School was always about learning the basics of Algebra and Biology. While I was trying to figure out polynomials and variables, Juniors and Seniors in my school were having heart attacks thinking about the next steps in their lives. I never got it, but I do now. We’re becoming adults, and the next steps in our lives just got a lot more complicated. They don’t teach adult experiences in school. They’ll teach history, but making our own way in the world is many times harder than writing a 5-page term paper about New Imperialism.
I find I’d rather write that term paper over and over instead of growing up. As much as I want to be like Peter Pan, we can’t always get what we want. Growing up is a part of life. COVID was just another chapter in our lives— one that I for one can’t wait to close. No, really. Can we get on with it? I’d like to eat a Five Guys double bacon cheeseburger with fries on the side in the restaurant.
Diary Entry 3
COVID really changed my mom. She used to hate the idea of having pets, so when she announced she wanted a dog, I was surprised. I’m pretty sure the pandemic fried some of her circuits, but I’m not complaining. We’ve had Eddie for a while now, and I can say with confidence, I dislike and like having a dog. The fact Eddie likes me is great, and his cuddles are awesome. His dumps, on the other hand, are atrocious. I won’t tell you the disgusting details.
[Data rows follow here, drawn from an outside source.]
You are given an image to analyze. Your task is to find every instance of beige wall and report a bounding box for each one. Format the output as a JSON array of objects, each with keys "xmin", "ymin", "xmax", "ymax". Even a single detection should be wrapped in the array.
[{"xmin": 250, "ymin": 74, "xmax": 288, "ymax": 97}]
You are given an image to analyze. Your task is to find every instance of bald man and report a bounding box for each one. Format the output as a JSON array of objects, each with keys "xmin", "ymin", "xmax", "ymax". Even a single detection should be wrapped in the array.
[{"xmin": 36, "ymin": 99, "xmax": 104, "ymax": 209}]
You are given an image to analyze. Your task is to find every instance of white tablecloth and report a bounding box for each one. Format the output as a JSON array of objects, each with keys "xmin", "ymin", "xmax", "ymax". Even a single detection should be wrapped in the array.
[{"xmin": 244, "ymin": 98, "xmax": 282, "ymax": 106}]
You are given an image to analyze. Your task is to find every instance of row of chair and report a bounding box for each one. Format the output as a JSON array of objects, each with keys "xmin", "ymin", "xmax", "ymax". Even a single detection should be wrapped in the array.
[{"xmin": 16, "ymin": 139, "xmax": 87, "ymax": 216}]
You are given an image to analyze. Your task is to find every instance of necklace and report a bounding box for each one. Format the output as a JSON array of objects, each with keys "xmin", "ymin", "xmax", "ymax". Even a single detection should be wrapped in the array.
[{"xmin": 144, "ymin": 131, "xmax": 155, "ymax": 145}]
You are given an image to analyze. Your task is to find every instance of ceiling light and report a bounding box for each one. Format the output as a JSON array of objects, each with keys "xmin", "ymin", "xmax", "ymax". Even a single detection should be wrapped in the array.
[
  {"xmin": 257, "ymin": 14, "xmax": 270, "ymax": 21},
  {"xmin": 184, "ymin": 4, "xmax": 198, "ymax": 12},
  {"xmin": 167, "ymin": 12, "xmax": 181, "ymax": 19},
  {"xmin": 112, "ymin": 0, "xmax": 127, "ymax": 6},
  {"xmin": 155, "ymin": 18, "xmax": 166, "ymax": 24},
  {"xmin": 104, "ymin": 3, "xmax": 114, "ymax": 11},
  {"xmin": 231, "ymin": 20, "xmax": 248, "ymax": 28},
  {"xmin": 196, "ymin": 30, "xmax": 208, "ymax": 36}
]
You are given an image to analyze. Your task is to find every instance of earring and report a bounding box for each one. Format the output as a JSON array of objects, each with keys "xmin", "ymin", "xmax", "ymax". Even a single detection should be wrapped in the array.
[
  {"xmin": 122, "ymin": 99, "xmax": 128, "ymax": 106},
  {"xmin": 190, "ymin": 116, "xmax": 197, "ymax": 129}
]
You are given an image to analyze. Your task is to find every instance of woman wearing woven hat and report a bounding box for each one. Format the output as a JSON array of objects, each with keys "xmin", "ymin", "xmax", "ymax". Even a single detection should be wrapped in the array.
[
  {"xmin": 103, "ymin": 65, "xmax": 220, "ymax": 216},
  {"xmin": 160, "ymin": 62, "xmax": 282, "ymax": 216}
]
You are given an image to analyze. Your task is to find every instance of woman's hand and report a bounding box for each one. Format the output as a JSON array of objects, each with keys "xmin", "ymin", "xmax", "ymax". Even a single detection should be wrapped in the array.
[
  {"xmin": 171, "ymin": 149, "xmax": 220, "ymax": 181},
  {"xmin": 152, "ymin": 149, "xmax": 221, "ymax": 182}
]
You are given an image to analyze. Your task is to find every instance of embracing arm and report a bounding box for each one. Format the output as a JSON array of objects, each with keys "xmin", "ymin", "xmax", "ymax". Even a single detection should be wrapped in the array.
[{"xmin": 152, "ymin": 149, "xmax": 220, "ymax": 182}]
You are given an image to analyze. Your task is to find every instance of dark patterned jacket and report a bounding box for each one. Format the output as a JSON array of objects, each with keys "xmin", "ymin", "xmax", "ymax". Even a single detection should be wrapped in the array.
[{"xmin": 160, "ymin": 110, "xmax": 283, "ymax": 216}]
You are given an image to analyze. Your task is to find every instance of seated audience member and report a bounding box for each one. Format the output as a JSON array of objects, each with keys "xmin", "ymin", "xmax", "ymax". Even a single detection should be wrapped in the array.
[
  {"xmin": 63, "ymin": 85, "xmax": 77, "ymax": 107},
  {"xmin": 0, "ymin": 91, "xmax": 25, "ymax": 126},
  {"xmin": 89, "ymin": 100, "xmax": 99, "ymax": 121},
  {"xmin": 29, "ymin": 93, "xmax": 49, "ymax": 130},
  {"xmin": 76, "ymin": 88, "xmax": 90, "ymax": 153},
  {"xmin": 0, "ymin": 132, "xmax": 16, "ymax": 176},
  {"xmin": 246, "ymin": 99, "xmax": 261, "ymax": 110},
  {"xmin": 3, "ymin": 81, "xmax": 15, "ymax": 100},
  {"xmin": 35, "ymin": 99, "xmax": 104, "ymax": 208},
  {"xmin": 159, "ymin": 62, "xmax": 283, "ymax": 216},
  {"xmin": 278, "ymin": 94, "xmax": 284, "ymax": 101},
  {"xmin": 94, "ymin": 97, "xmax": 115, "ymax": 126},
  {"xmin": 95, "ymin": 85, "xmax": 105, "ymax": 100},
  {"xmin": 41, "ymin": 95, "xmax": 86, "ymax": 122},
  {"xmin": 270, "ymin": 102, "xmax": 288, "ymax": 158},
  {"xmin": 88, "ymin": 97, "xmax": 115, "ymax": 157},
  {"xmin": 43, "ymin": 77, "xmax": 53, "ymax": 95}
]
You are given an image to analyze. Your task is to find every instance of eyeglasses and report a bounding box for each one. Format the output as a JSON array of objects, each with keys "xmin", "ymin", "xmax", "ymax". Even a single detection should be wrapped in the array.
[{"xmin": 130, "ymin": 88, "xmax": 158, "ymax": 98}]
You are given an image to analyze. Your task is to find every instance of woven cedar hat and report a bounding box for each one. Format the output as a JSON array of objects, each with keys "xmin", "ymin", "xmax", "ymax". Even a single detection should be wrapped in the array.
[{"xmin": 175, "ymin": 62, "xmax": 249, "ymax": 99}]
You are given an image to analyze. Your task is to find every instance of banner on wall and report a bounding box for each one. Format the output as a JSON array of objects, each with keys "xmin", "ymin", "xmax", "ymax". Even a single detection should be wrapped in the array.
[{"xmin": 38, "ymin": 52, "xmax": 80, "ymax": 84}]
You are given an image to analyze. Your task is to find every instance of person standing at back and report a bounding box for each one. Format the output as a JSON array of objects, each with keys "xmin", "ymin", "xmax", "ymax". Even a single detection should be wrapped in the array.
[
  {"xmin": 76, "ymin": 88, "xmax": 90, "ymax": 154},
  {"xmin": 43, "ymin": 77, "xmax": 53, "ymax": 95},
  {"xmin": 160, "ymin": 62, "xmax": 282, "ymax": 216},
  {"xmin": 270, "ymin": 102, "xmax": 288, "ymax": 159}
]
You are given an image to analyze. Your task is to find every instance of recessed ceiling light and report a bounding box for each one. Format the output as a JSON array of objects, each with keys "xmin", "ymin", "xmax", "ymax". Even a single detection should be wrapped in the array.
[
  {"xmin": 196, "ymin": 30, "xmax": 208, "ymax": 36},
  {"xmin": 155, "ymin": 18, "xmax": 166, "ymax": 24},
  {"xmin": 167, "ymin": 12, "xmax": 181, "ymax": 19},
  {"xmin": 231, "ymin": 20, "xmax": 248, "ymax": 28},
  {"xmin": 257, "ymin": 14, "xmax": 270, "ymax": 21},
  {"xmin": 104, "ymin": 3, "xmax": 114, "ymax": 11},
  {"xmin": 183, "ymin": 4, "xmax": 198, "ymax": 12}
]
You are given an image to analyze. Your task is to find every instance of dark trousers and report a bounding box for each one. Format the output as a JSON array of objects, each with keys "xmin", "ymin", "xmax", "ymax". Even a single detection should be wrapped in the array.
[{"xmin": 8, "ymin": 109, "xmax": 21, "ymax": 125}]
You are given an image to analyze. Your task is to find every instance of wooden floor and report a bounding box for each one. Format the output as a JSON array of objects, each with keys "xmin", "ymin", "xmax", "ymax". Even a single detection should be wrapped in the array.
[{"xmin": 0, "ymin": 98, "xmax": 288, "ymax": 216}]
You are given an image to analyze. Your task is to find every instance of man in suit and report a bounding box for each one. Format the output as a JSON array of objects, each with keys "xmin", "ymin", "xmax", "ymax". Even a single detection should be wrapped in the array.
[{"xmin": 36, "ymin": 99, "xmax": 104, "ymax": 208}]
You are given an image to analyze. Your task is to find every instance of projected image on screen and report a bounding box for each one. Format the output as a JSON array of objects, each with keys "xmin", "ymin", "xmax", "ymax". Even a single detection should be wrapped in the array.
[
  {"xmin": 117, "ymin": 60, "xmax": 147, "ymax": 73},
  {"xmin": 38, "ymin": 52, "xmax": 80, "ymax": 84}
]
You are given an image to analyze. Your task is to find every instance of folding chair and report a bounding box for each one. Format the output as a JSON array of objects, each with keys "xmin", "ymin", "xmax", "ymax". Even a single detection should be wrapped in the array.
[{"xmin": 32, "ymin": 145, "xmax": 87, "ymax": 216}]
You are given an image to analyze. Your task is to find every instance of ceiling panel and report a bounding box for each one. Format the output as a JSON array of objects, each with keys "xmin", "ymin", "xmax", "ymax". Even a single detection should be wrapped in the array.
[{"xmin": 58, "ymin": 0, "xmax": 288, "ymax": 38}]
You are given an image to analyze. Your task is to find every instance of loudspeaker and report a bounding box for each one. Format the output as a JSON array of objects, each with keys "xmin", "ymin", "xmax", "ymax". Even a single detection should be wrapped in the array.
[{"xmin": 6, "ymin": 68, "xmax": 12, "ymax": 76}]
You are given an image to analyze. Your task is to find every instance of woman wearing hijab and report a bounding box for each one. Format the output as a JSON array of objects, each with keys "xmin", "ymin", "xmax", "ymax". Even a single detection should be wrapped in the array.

This dog is a bottomless pit of hunger. I’ll feed him his portion of food, and when I start to eat, he’ll give me that wounded look. Jokes on him, I never share food. Maybe a little bit. Getting a dog is probably the only positive thing that happened during COVID besides Biden being elected and AOC just being herself. Other than that, COVID has just been a downward spiral of bad days or just days blending together.
Eddie has probably kept my family sane. I know for a fact we’d be at each other’s throats. He brings a sense of calm with him. He never barks and is won over easily with food (much like me). I love that dog.